Para serviços técnicos no escritório do cliente, a Dell, por meio de um contrato com a Unisys,
promete o atendimento in loco até o dia seguinte ao da chamada. Nos próximos meses a Dell deverá
reduzir para 4 horas sua promessa de chegar com socorro técnico. Será mais um apelo para seduzir
especialmente empresas prestadoras de serviço e call centers.

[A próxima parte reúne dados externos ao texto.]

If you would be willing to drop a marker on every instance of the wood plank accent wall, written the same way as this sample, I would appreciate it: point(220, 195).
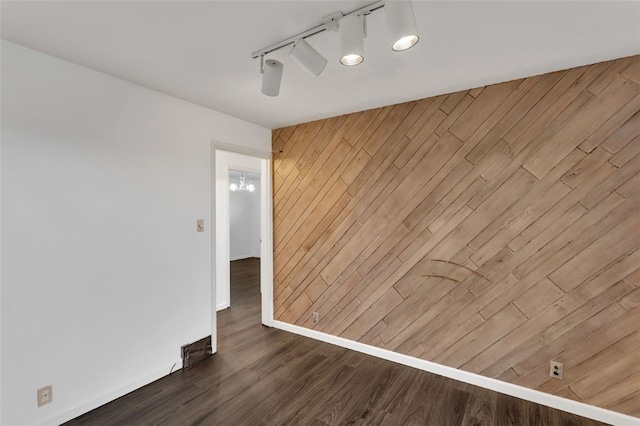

Os pormenores para reduzir custos e ganhar tempo são completados pela Dell com um sistema
para administrar a fidelização dos clientes corporativos. Eles são classificados conforme sua
experiência como compradores da marca. Os segmentos (ou níveis) são basicamente três. Num
deles estão os clientes em fase de evangelização, os que estão começando a comprar e aprendendo a
utilizar a estrutura de atendimento.
Passada essa etapa, o cliente é reclassificado para o nível chamado de cross-selling, quando
estaria se interessando por outras linhas de produtos e serviços da Dell. O grau mais elevado é o de
relacionamento estratégico.
Com base nessa segmentação, a Dell distribui os recursos de sua força de vendas. Na central de
atendimento, todos com pelo menos nível universitário. Uma parte é constituída por técnicos, para
dar suporte à manutenção. Outra é a de vendas para pessoas físicas e pequenas empresas, que
trabalha reativamente, respondendo, a chamadas motivadas pela propaganda. e a terceira equipe é a
que atende a clientes corporativos e sai à caça de novos negócios. Esta é formada por profissionais
com média de cinco a sete anos de experiência na venda de produtos de informática. Quase todos
têm diploma de MBA.

* De Angelo, C et ali. Manual de Varejo no Brasil. São Paulo: Editora Saint Paul, 2012. (pp. 90 – 92).